# K-1 fiancé visa/General qualifications question



## FinkleBee (May 7, 2008)

I have a girlfriend in the US (I'm from the UK), and since I've got a lot of personal family problems here I really, really want to marry my girlfriend, move in with her and basically start a new life over there. I've read (and bookmarked!) about the K-1 fiancé visa from someone else's thread (who are in a similar situation to me), but my only problem is I don't really have fantastic qualifications or a highly skilled job. Well, to put it bluntly I work part-time cleaning at a school - I think you can guess my kind of 'level' from that. I absolutely love my girlfriend and want to marry/be with her, so do you think the fact I don't have an amazing job/qualifications is going to impede anything? I really hope not because her moving here is just not an option.

She's a US citizen, has her own apartment (well, paying a mortgage but it's hers, heh) and is a teacher, if any of that is important. I have no criminal convictions or any problems like that.


----------



## Bevdeforges (Nov 16, 2007)

Hi, and welcome to the forum.

On a K-1 fiancé visa, you don't need super duper job qualifications. It's your girlfriend/fiancée who is going to have to show that she has the means to support you (at least for the first couple of years) and keep you off the welfare system. 

Propose to the lady! And work it out from there, assuming she says "yes."
Cheers,
Bev


----------



## FinkleBee (May 7, 2008)

Thank you very much for your answer - that's reassuring to know . I mean I've never even been abroad before (I'm applying for a passport soon!), let alone move abroad, but knowing I should be okay is a huge relief.

Now let's hope she says yes, as you say


----------



## Fatbrit (May 8, 2008)

OP will be required to show supporting income at 125% of poverty guidelines[/URL] or substitute capital @ 3x the annual level. In this case, the *non* US citizen's income will not count.

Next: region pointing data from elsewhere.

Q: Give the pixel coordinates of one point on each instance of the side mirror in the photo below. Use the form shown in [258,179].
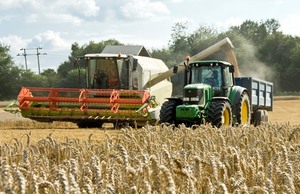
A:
[134,64]
[231,69]
[175,69]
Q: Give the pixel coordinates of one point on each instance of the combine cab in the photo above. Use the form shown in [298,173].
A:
[114,93]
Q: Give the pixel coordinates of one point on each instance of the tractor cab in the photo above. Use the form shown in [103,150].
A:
[217,74]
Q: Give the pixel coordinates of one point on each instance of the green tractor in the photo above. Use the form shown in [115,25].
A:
[210,95]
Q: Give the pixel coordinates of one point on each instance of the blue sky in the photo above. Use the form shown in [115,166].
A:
[55,25]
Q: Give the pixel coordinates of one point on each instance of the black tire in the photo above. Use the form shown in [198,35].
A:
[243,112]
[168,112]
[89,124]
[220,113]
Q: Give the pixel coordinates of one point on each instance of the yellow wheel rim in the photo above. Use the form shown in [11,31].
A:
[226,118]
[244,113]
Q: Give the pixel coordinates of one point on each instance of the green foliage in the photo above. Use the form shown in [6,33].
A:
[75,79]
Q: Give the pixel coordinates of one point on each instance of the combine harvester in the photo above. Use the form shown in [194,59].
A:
[123,86]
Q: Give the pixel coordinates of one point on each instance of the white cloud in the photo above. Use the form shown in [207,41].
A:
[50,39]
[15,43]
[291,24]
[141,9]
[67,11]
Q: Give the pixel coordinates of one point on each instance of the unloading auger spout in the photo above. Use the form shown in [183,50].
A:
[224,45]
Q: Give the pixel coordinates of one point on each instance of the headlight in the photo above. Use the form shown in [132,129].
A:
[186,98]
[195,99]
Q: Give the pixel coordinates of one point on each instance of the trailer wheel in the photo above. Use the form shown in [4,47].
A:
[220,114]
[243,113]
[260,116]
[168,112]
[89,124]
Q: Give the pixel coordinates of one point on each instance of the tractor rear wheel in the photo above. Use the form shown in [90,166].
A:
[168,112]
[220,113]
[243,113]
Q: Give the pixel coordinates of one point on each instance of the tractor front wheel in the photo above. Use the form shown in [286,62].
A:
[220,113]
[243,113]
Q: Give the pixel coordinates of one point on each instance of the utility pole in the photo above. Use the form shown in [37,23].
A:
[38,58]
[37,54]
[24,54]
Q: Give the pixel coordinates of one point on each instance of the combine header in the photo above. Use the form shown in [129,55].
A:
[86,107]
[121,88]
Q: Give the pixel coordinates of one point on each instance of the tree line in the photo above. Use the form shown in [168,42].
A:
[262,51]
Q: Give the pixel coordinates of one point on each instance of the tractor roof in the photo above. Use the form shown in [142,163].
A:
[209,63]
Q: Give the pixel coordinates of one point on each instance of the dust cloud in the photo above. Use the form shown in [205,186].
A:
[250,66]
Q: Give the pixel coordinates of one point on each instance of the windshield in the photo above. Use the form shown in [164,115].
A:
[108,73]
[207,74]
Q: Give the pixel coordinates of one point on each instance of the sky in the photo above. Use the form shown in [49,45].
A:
[55,25]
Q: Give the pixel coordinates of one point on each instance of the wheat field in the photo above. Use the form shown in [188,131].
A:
[156,159]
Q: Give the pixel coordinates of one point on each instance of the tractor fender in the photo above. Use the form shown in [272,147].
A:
[177,99]
[234,96]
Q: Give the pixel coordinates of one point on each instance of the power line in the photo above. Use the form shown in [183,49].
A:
[37,54]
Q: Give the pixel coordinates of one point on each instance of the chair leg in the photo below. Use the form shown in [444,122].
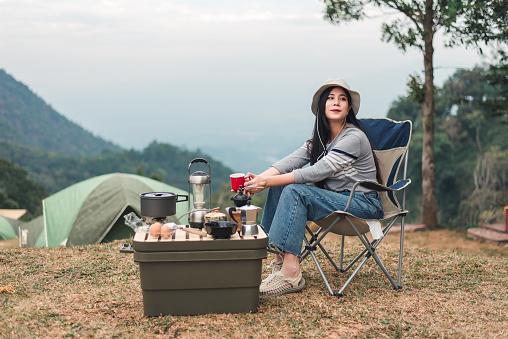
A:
[372,252]
[401,252]
[320,270]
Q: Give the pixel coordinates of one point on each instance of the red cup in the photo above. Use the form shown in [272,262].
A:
[237,180]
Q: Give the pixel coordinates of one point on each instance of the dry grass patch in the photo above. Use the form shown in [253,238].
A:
[94,291]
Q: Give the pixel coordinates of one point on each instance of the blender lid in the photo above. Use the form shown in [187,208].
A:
[199,177]
[249,207]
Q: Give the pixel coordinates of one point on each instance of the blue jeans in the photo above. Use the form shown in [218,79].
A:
[288,208]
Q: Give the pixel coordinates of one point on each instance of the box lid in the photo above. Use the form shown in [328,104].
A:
[183,241]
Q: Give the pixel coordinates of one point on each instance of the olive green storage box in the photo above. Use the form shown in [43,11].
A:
[199,275]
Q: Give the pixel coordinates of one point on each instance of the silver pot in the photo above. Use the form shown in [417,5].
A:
[248,214]
[160,204]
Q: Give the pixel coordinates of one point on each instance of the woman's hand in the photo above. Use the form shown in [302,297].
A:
[255,184]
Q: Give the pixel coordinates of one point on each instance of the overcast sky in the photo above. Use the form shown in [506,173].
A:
[233,78]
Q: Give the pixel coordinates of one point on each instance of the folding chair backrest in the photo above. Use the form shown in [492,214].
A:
[390,140]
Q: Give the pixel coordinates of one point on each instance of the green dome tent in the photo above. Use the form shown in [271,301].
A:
[92,211]
[8,228]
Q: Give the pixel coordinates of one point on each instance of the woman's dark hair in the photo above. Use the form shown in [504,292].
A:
[322,133]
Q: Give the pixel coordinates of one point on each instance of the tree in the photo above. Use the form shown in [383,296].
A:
[471,23]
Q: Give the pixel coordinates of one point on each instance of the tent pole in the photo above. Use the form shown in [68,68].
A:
[44,218]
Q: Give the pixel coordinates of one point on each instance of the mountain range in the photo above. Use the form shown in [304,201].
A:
[57,153]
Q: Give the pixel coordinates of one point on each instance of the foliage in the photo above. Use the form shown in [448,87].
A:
[471,151]
[17,191]
[25,119]
[414,25]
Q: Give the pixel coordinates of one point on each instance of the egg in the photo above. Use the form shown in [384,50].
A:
[166,231]
[155,229]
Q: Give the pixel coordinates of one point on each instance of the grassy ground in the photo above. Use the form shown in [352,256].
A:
[452,287]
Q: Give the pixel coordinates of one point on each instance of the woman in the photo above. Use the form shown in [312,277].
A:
[339,153]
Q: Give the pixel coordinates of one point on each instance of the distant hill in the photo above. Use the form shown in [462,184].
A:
[57,153]
[163,162]
[25,119]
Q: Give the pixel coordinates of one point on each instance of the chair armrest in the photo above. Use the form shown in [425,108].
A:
[373,185]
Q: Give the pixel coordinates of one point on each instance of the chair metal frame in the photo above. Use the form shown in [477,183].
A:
[346,224]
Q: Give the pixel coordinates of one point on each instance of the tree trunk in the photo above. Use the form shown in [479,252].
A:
[429,211]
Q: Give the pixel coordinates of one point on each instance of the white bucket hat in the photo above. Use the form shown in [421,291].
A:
[355,96]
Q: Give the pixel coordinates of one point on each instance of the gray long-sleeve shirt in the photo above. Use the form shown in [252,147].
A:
[349,158]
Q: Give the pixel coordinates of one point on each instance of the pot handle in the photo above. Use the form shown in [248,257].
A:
[183,196]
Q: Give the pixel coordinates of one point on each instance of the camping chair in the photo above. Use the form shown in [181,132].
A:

The poverty guidelines can be found with a Google search -- since this site will not currently allow me to post the URL.

So, a US citizen living in Chicago with one child who was sponsoring his or her fiancée or spouse would need an annual income of at least 17,600 x 1.25 = 22,000 USD to satisfy the hurdle.

Without an income, capital of 3 x 22,000 = 66,000 USD would equally satisfy the requirements.

And finally, if the US citizen had a lower than required annual income of, say, 16,000, they would need -- in addition -- capital of (22,000 - 16,000) x 3 = 18,000 USD to pass this part of the test.


----------